Propecia/Avodart Effective in Women

   

      You’ve no doubt heard for years that Propecia is either ineffective or “dangerous” for women to use, and is therefore exclusively for men. This seemed puzzling to us as the mechanisms underlying men and women’s hair loss are almost identical, with a small hormonal variation that implicates DHEA a slightly more than DHT. DHT is howeve,r is a significant factor in women’s hair loss.

      The reason that Propecia use was actively discouraged in women was that there was a purely theoretical concern that the penile (penis) development in the male fetus could be compromised during pregnancy, possibly resulting in the birth of boys with inadequate or ambiguous male genitalia.
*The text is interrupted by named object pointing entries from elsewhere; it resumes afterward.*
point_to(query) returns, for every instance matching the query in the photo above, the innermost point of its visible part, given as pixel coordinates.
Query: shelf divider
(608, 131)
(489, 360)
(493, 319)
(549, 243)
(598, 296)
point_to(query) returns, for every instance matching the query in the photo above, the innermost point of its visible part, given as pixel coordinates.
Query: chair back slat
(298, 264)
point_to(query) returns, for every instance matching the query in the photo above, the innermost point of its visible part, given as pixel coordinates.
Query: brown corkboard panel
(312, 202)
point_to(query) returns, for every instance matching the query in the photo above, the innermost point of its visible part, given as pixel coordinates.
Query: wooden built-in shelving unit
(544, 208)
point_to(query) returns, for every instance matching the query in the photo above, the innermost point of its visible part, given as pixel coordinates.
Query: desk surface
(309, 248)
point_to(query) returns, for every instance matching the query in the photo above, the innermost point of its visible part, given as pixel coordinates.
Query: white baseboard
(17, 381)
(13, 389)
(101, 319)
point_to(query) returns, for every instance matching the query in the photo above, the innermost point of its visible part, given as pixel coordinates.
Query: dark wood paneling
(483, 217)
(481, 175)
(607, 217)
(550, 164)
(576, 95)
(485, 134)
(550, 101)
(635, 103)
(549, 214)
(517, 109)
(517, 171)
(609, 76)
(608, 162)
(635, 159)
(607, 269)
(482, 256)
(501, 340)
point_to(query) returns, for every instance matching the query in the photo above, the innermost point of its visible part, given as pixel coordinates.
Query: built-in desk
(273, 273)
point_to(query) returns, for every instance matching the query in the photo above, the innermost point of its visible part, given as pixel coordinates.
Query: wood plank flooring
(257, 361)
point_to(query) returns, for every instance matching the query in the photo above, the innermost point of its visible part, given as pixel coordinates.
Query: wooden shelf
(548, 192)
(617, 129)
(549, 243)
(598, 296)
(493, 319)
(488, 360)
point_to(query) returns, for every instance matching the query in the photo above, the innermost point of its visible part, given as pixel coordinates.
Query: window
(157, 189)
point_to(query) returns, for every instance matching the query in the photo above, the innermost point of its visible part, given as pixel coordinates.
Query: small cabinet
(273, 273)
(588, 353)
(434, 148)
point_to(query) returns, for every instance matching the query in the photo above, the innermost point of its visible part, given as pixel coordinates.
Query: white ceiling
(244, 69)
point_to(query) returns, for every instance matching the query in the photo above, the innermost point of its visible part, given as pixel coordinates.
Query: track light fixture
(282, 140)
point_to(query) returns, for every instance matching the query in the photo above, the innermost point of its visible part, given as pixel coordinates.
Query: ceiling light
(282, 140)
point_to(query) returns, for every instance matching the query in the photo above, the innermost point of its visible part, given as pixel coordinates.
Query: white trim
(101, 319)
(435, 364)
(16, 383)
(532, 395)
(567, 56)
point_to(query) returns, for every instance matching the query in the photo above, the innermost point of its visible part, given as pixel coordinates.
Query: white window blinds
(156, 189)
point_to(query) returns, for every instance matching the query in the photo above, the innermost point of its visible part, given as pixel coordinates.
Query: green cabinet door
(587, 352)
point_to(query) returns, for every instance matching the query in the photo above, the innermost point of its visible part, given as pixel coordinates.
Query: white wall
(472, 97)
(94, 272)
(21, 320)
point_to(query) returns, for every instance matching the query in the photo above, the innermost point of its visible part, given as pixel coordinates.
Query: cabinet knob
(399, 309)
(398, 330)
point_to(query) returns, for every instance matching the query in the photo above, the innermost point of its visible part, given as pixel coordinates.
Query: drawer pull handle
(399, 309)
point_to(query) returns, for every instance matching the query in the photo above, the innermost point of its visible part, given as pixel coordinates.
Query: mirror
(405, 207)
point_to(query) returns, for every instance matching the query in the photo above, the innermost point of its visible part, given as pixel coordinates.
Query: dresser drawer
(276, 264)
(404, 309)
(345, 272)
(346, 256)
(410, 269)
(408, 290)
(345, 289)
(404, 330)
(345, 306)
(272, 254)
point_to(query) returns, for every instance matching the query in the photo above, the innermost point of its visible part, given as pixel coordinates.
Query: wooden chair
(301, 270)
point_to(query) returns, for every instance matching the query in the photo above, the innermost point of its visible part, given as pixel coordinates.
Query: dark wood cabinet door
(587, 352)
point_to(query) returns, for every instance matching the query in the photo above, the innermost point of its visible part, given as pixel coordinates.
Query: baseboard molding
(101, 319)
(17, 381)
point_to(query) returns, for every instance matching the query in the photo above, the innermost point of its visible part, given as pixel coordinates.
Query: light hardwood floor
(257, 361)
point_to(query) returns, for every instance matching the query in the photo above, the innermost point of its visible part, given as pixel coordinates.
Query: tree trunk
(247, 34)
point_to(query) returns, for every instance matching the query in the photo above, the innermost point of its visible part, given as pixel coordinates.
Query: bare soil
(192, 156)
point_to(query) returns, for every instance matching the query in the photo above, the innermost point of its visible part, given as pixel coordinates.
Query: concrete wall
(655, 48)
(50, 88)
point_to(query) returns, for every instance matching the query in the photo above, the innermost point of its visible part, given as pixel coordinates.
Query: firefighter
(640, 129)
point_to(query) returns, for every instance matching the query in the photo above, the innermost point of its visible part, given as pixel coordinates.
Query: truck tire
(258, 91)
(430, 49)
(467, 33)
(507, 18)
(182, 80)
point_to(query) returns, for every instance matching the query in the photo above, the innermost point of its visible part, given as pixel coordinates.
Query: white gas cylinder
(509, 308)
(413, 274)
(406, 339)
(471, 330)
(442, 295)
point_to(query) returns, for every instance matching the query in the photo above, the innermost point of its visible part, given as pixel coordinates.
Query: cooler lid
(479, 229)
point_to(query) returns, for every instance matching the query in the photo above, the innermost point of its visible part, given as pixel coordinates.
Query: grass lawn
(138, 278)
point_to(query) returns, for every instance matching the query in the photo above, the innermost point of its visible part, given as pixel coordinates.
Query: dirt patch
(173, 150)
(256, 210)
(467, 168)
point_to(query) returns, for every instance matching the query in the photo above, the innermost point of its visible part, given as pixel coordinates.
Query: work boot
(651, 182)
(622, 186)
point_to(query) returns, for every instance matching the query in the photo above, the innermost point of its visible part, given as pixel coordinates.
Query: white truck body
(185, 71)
The 5 alpha reductase enzyme, which Propecia and Avodart so efficiently inhibit, is critical in this developmental role. The company which produces Propecia was so terrified of the possible litigation surrounding even one incident that it even warned women away from handling “crushed Propecia tablets”, as though even a one time contact with a miniscule amount of active ingredient was enough to cause a birth defect.

      Propecia has been on the market since 1998 and Proscar since 1992 and there has yet to be a single documented incident of a finasteride induced birth defect. Moreover, thousands of men have fathered children while using Propecia (finasteride) and Avodart (dutasteride) with again, no documented incidents of birth defects.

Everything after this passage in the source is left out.